For me, running fast takes concentration, because if I don’t, my mind will go 1,000 directions and I’ll get lost and off pace. I can also get distracted by different motives for running like to impress, which I see when I pick up the pace around others, or taking out my frustrations on the road. I really don’t enjoy the act of running, and during most runs, I battle with part of myself that wants to slow or go short. I want to run on the brink of cramping, and I consider it a really good run if I gag at the end. At 49, I don’t think I’m going to break my 43:49 10K best, but I’ve got to train like I can. When I run, I want it to count, and after a good run, the endorphins bring an amazing feeling of calmness and mental balance that lasts all day and makes it all worthwhile.
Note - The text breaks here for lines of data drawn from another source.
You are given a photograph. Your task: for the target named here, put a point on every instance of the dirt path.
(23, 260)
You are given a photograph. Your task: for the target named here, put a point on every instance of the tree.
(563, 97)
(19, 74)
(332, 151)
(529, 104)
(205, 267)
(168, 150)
To focus, I concentrate only on my stride and my breathing, and in doing so, I get into a peaceful, gliding meditation. This meditative place is where I can make the best pace. Also, over time, I have found that this place is where I interact most clearly with God. It’s where I work through issues in my life, I’m most known and accepted, and all my emotions come out. Running has really helped me go deep in my thoughts and feelings and be comfortable with my existence, which has allowed me to have more peace.

This goat venture has given me lots of practice going to this place. Like when I realize that some goats at the end of their milk cycle just stop producing milk themselves, and if I don’t adjust their milking, I stress them, which increases their chances of getting sick. And managing sick goats is a real hassle and time drain. So, through meditative running, I get to kick and scream, get mad, have a fit, feel sorry for myself, blame others, and hide and all these emotions get heard and honored. It’s a big relief to let all this out and allows me to get back to thinking more clearly. Here, I also am reminded that this venture is not about succeeding at making the best operating, most efficient farm business (or money), but the success is in having a deep connection with my wife and kids’ hearts, doing life together as a family, being authentic, loving unconditionally, pursuing deep relationships, and living from a place of joy. I wish I didn’t have to be reminded of this so often.

Running and exercise have big spiritual and mental payoffs for me, and they motivate me to take on a lot of dreaded aspects of everyday life and also encourage me to make a positive impact on this world, especially my children. Like the Avetts, I dream to be able to say at the end of my life “we came for salvation, we came for family…we came to leave behind the world a better way” and as Paul told Timothy “I have fought a good fight. I have finished the race. I have kept the faith.”